Brooklyn is very bookish. If you walk the streets on a fair weathered weekend in certain neighborhoods, you will notice a system of informal and anonymous book-sharing. You will see piles of books lying on sidewalks or stacked on brownstone steps, available to any passersby looking for a good novel, or a cookbook from 1972.
This tradition is a testament to the limited storage of our homes, but also to the distinctly Brooklyn spirit of small-scale community interactivity that can be possible in a huge metropolis. It also speaks to a shared love of the written word -- as do our many bookstores, public libraries, and coffee shops filled with famous (or soon-to-be) writers at work.

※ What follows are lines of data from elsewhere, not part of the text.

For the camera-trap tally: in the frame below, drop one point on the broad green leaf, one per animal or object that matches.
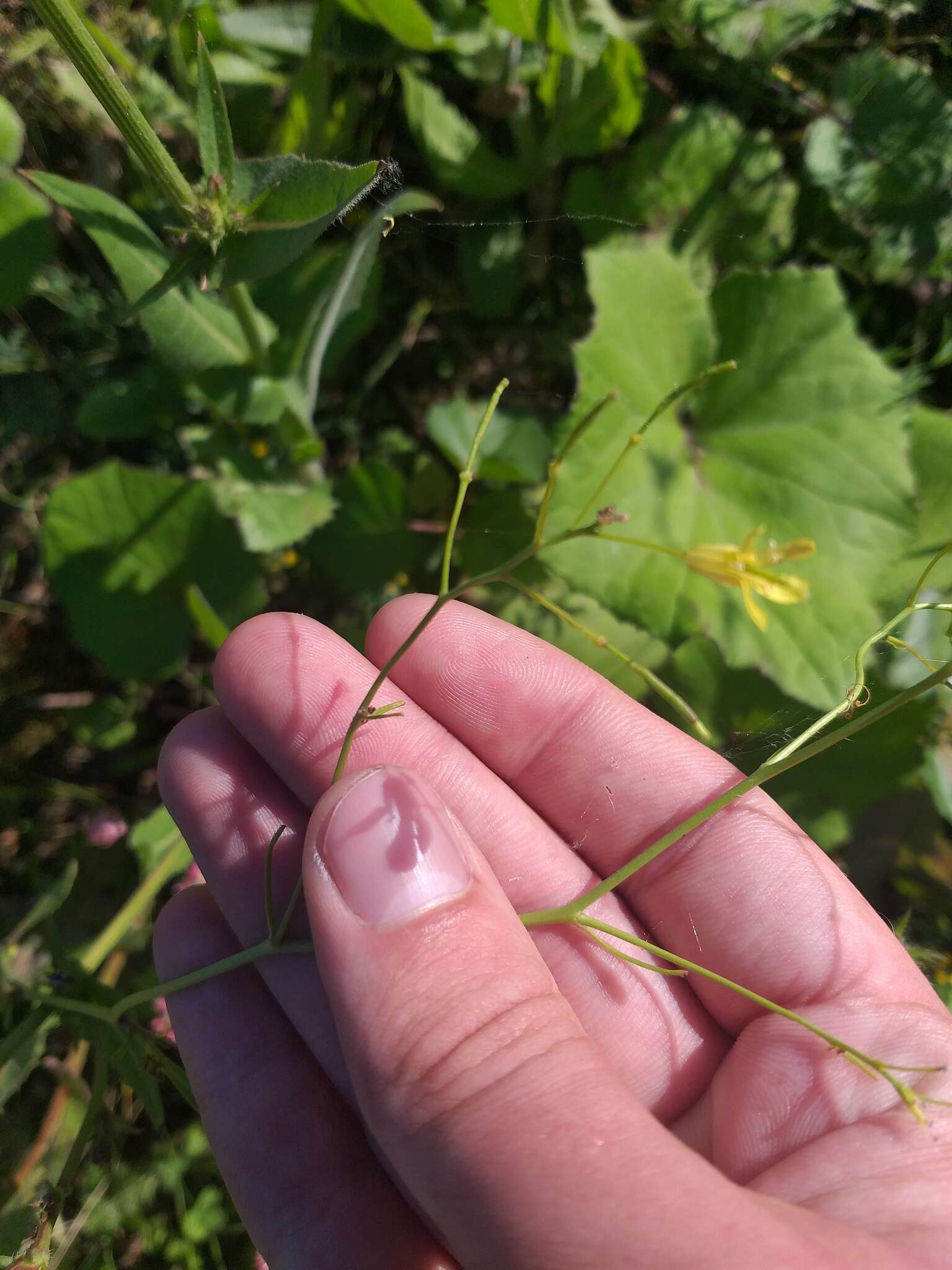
(711, 184)
(208, 624)
(607, 106)
(805, 438)
(347, 291)
(11, 135)
(191, 332)
(25, 238)
(283, 27)
(121, 546)
(52, 898)
(244, 395)
(752, 719)
(154, 837)
(637, 644)
(368, 543)
(123, 408)
(491, 266)
(405, 20)
(884, 155)
(288, 203)
(763, 31)
(215, 141)
(532, 19)
(456, 150)
(273, 515)
(514, 447)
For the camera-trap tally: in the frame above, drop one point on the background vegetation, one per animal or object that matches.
(606, 200)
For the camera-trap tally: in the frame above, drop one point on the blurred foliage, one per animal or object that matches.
(267, 406)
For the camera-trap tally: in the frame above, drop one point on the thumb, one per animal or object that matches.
(474, 1075)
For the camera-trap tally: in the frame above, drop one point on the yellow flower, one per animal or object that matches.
(747, 567)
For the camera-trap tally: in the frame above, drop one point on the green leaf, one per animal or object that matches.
(215, 141)
(368, 541)
(490, 263)
(191, 332)
(532, 19)
(25, 238)
(208, 624)
(11, 134)
(607, 107)
(711, 184)
(284, 29)
(514, 447)
(288, 203)
(121, 546)
(154, 837)
(52, 898)
(273, 515)
(805, 437)
(125, 408)
(763, 31)
(884, 156)
(633, 643)
(405, 20)
(457, 153)
(347, 293)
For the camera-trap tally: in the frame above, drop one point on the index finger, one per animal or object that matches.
(747, 894)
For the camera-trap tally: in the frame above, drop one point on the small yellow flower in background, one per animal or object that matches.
(747, 567)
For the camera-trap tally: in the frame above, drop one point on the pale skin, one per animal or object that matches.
(532, 1101)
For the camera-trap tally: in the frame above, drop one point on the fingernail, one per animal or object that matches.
(391, 848)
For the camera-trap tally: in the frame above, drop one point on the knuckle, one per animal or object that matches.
(467, 1055)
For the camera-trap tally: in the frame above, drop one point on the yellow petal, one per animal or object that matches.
(754, 611)
(781, 588)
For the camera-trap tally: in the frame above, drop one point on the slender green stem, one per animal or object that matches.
(268, 890)
(133, 911)
(100, 1071)
(769, 770)
(638, 437)
(557, 464)
(866, 1062)
(243, 306)
(653, 681)
(255, 953)
(466, 477)
(89, 60)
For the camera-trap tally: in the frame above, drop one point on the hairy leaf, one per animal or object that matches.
(191, 332)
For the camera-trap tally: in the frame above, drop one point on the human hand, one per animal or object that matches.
(534, 1100)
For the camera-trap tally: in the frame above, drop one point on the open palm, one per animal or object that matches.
(437, 1090)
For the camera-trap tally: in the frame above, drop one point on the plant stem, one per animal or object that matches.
(570, 911)
(135, 907)
(650, 678)
(89, 60)
(243, 306)
(466, 477)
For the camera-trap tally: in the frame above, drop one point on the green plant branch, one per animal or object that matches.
(649, 676)
(84, 52)
(466, 478)
(866, 1062)
(242, 305)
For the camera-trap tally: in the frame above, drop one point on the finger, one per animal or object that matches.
(610, 774)
(475, 1076)
(293, 1156)
(227, 804)
(291, 687)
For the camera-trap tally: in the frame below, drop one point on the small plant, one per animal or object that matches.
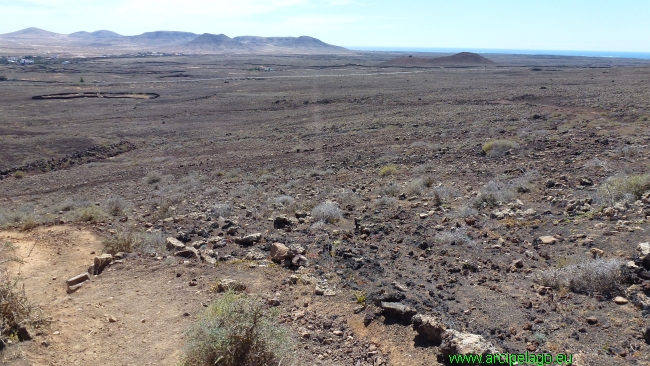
(327, 212)
(494, 193)
(16, 310)
(237, 330)
(115, 206)
(498, 147)
(391, 189)
(414, 187)
(221, 210)
(618, 187)
(388, 170)
(153, 177)
(360, 297)
(595, 276)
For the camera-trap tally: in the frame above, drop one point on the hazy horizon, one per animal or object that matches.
(580, 25)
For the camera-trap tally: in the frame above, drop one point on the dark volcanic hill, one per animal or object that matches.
(166, 41)
(459, 59)
(163, 38)
(214, 42)
(100, 34)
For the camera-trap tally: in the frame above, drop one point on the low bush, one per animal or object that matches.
(495, 193)
(16, 310)
(238, 330)
(327, 212)
(391, 189)
(115, 206)
(221, 210)
(415, 187)
(630, 187)
(592, 276)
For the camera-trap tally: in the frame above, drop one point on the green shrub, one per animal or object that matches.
(388, 170)
(593, 276)
(498, 147)
(16, 310)
(618, 187)
(115, 206)
(327, 212)
(237, 330)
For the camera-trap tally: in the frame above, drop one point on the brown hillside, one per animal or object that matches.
(459, 59)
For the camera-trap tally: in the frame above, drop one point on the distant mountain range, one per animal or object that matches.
(169, 41)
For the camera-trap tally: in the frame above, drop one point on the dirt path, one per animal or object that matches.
(148, 330)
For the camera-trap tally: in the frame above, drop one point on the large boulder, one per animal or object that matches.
(279, 252)
(100, 263)
(455, 342)
(397, 310)
(429, 327)
(174, 244)
(249, 239)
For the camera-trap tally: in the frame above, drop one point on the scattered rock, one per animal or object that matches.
(300, 261)
(100, 263)
(547, 239)
(74, 283)
(230, 284)
(455, 342)
(249, 239)
(174, 244)
(279, 252)
(428, 326)
(23, 334)
(398, 310)
(282, 221)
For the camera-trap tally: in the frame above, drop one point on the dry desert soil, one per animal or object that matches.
(505, 200)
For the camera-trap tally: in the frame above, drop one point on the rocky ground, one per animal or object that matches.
(390, 213)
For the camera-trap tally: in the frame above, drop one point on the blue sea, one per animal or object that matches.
(638, 55)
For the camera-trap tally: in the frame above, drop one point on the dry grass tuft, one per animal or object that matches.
(237, 330)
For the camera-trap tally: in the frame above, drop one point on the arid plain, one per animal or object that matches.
(505, 200)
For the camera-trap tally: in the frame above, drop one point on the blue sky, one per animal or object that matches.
(596, 25)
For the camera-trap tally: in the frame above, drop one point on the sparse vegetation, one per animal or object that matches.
(115, 206)
(16, 310)
(237, 330)
(494, 193)
(221, 210)
(630, 187)
(589, 276)
(327, 212)
(153, 177)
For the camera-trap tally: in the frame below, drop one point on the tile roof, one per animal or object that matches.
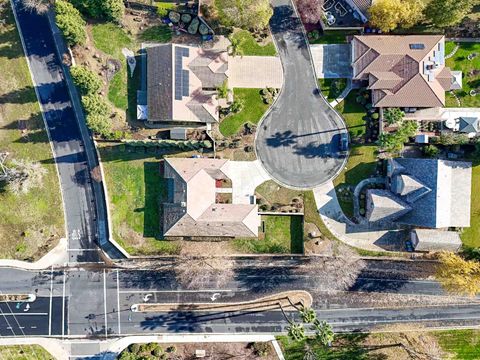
(191, 209)
(402, 71)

But in our increasingly digitized age, the form that books take has changed, and so has the nature of ‘community’. Our laptops and phones and e-readers allow us to withdraw into our insular spaces, changing the way we interact with each other -- and how we experience the written word.
The 100 Story House is a piece of interactive public art. It is a miniature Brooklyn brownstone whose windows open upon shelves of books (about 100 of them), which can be borrowed by the community. House is a tiny lending library open to all and operating on the honor system -- take-a-book, leave-a-book.
This is an effort to celebrate the BOOK as a physical object, and the pleasure of holding it in your hand. Or better yet, placing it in someone else’s.